CARmen

Inspiration

We took on the SEAT challenge because we felt a personal drive to push ourselves and to test the limits of our knowledge, which a project like this one might surely do.

Project Overview

We developed an intuitive and intelligent platform that helps potential buyers interact with and explore the Cupra Tavascan. Through a combination of conversational interfaces, image understanding, and immersive visualization, users can get to know the car in a more engaging and informative way.

Key Features

Chatbot: Provides accurate, conversational responses to questions about features, specifications, pricing, and more.
3D Simulation: Offers an interactive experience to explore the interior of the Cupra Tavascan.
Image Recognition: Allows users to upload photos of the vehicle or specific components to receive detailed information.
Object Detection: Automatically identifies and labels parts in images
User Experience: The interface is designed with Cupra’s visual identity in mind—clean, modern, and easy to navigate.

How It Works

1. Data Preprocessing

We begin by processing the Cupra Tavascan user manual (PDF):

The content is divided into meaningful sections (e.g., safety, dashboard, controls).
Text and images are extracted and indexed for later retrieval.
Metadata such as section titles and page numbers is added to enable context-aware search.

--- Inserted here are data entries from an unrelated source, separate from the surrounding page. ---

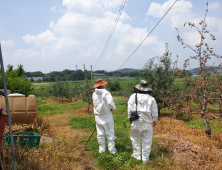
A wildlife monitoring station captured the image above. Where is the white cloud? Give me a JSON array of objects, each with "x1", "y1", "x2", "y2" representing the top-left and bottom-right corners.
[
  {"x1": 51, "y1": 6, "x2": 55, "y2": 12},
  {"x1": 15, "y1": 49, "x2": 41, "y2": 58},
  {"x1": 146, "y1": 0, "x2": 194, "y2": 29},
  {"x1": 22, "y1": 30, "x2": 58, "y2": 45},
  {"x1": 208, "y1": 1, "x2": 220, "y2": 9},
  {"x1": 1, "y1": 39, "x2": 15, "y2": 46},
  {"x1": 16, "y1": 0, "x2": 164, "y2": 72}
]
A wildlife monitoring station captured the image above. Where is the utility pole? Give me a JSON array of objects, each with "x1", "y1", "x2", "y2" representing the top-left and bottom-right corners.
[
  {"x1": 91, "y1": 65, "x2": 93, "y2": 88},
  {"x1": 0, "y1": 44, "x2": 16, "y2": 170}
]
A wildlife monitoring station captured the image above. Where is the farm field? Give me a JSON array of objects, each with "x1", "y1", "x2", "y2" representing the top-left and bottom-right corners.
[{"x1": 4, "y1": 96, "x2": 222, "y2": 169}]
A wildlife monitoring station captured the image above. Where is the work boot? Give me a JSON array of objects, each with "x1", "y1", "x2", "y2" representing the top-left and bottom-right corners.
[
  {"x1": 108, "y1": 140, "x2": 117, "y2": 154},
  {"x1": 99, "y1": 143, "x2": 106, "y2": 153}
]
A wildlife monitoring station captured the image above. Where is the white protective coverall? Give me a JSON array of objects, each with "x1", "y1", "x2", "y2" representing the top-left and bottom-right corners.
[
  {"x1": 128, "y1": 93, "x2": 158, "y2": 163},
  {"x1": 92, "y1": 89, "x2": 117, "y2": 153}
]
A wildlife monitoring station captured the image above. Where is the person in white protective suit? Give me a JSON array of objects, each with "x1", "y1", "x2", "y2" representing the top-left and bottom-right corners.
[
  {"x1": 128, "y1": 80, "x2": 158, "y2": 163},
  {"x1": 92, "y1": 79, "x2": 117, "y2": 154}
]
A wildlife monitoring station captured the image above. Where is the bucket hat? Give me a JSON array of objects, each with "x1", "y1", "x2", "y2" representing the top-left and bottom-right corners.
[
  {"x1": 134, "y1": 80, "x2": 152, "y2": 92},
  {"x1": 93, "y1": 79, "x2": 107, "y2": 88}
]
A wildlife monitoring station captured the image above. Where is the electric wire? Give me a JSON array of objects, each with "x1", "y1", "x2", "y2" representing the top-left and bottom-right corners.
[
  {"x1": 93, "y1": 0, "x2": 127, "y2": 68},
  {"x1": 116, "y1": 0, "x2": 177, "y2": 71}
]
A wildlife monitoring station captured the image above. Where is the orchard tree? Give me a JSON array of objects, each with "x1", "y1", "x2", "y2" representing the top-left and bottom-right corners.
[
  {"x1": 141, "y1": 43, "x2": 174, "y2": 117},
  {"x1": 162, "y1": 4, "x2": 222, "y2": 136},
  {"x1": 82, "y1": 74, "x2": 93, "y2": 113}
]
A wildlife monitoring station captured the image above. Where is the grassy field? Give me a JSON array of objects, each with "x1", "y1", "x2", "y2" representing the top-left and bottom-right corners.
[
  {"x1": 38, "y1": 96, "x2": 222, "y2": 169},
  {"x1": 4, "y1": 87, "x2": 222, "y2": 170}
]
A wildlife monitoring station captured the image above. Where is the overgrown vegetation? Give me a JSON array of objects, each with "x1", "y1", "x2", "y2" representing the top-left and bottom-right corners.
[
  {"x1": 161, "y1": 5, "x2": 222, "y2": 136},
  {"x1": 0, "y1": 64, "x2": 35, "y2": 97}
]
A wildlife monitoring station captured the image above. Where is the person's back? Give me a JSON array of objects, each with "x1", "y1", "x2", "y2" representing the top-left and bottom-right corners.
[
  {"x1": 92, "y1": 79, "x2": 117, "y2": 154},
  {"x1": 128, "y1": 80, "x2": 158, "y2": 163},
  {"x1": 128, "y1": 93, "x2": 158, "y2": 123},
  {"x1": 93, "y1": 89, "x2": 116, "y2": 116}
]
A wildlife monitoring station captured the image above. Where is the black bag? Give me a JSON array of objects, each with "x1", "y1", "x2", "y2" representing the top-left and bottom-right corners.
[{"x1": 130, "y1": 93, "x2": 139, "y2": 121}]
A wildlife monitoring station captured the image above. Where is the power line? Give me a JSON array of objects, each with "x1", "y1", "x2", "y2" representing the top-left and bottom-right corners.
[
  {"x1": 93, "y1": 0, "x2": 127, "y2": 67},
  {"x1": 118, "y1": 0, "x2": 177, "y2": 70}
]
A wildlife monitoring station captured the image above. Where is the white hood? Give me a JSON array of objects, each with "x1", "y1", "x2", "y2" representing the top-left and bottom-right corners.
[{"x1": 92, "y1": 89, "x2": 116, "y2": 121}]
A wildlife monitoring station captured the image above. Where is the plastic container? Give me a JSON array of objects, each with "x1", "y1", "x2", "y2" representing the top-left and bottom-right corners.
[
  {"x1": 3, "y1": 132, "x2": 41, "y2": 148},
  {"x1": 0, "y1": 93, "x2": 38, "y2": 124}
]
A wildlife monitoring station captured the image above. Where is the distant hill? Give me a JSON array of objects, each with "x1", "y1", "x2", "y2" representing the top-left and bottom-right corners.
[
  {"x1": 112, "y1": 68, "x2": 142, "y2": 73},
  {"x1": 189, "y1": 66, "x2": 222, "y2": 72}
]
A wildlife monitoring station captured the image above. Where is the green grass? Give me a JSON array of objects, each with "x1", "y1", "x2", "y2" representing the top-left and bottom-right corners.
[
  {"x1": 36, "y1": 97, "x2": 85, "y2": 116},
  {"x1": 68, "y1": 97, "x2": 173, "y2": 170}
]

2. Retrieval-Augmented Generation (RAG)

To answer user questions, we use a Retrieval-Augmented Generation approach:

A vector database stores embeddings of the manual's content, including both text and images.
When a query is made—either as text or via image selection—the system retrieves the most relevant chunks.
A language model (LLM) uses the retrieved information to generate accurate and grounded answers.

This system supports both textual questions and interactions based on specific regions within uploaded images.

3. User Interface

The frontend is designed for clarity, responsiveness, and ease of use:

Users can upload an image and select an area to receive relevant information.
A chatbot provides natural language interaction for asking questions about the vehicle.
A 3D simulation allows users to visually explore the interior of the Cupra Tavascan.
All results are shown in a clear and informative way, maintaining a consistent visual design aligned with the Cupra brand.

Technical Implementation

Our system is composed of the following main components:

Data Preprocessing: The Cupra manual is parsed, segmented, and enriched with metadata for efficient search.
Vector Indexing: Text and image embeddings are stored in a vector database to enable semantic similarity search.
RAG Pipeline: Combines vector-based retrieval with a large language model to generate context-based answers.
Frontend: A web application that handles image uploads, region selection, chatbot interaction, and 3D visualization.
Image Processing: Uses the Canvas API to extract selected image regions and send them in base64 format to the backend.
Backend API: Processes inputs, retrieves relevant content, and returns formatted explanations for the frontend to display.